In terms of gameplay and basic structure Silent Hill 2 can be viewed as little more than a remake of the first game, and indeed that was the primary reason why at the time we were initially a little disappointed in it. It completely does away with the weird logic puzzles at the end of the first game (which surprisingly did make a reappearance in P.T.) but in terms of setting and gameplay all three of the first games are very similar.
But it’s the added depth of Silent Hill 2’s backstory that make it the jewel in the series’ crown. Rather than a mumbo-jumbo explanation of the town itself the slow realisation of why James is so unreconcilable over his wife’s death is amazingly well handled in terms of its subtlety, and how in hindsight it explains much of what he has seen and heard during the game.
Using the same logic you’re able to infer the stories of the other characters, although understating the complexities of Maria – who looks exactly like Mary but, at first at least, claims no knowledge of her – depends on also playing the Born From A Wish side story, which was added to the Director’s Cuts of the game released a year later.
Silent Hill 2 isn’t perfect, with its greatest moments so well hidden many will have never guessed they even exist – and even then most of them occur right at the end of the game. But any complaint that the controls and combat are clumsy and awkward are missing the point. James is just an ordinary guy with no combat training, and he’s not meant to be roll dodging all of the place.
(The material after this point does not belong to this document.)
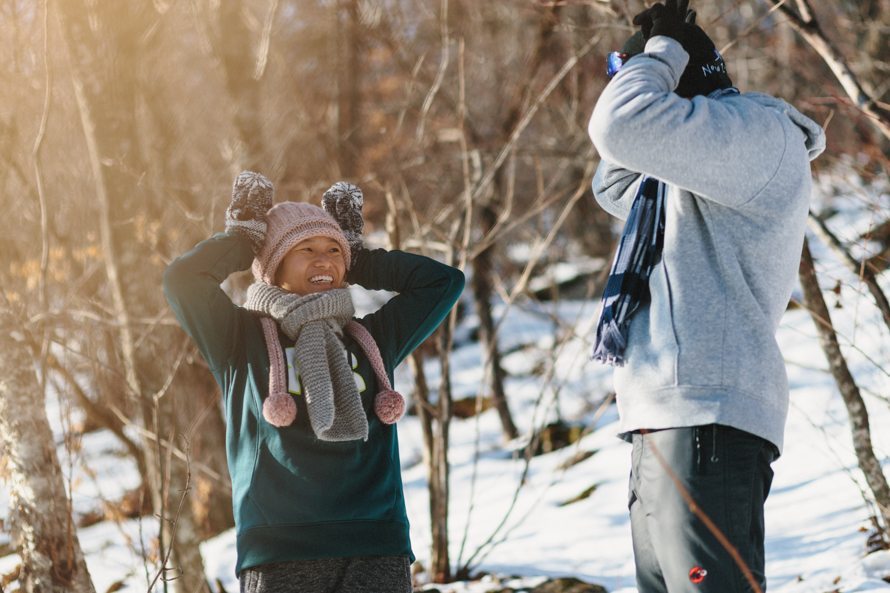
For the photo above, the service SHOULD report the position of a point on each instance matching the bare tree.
(856, 409)
(40, 509)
Even the amateurish voiceovers have a charm and honesty that works perfectly well in context.
A good video game can be scarier than any movie, but that’s often simply because the sense of immersion is greater. But although Silent Hill 2’s visuals still stand up remarkably well today it’s the psychological depth of the game that makes it a true classic. The oppressive, dream-like nature of the game doesn’t make you worry simply for your virtual life, but for your soul and your sanity. And with the cancellation of Silent Hills there’s sadly every reason to assume there’ll never be anything like it again.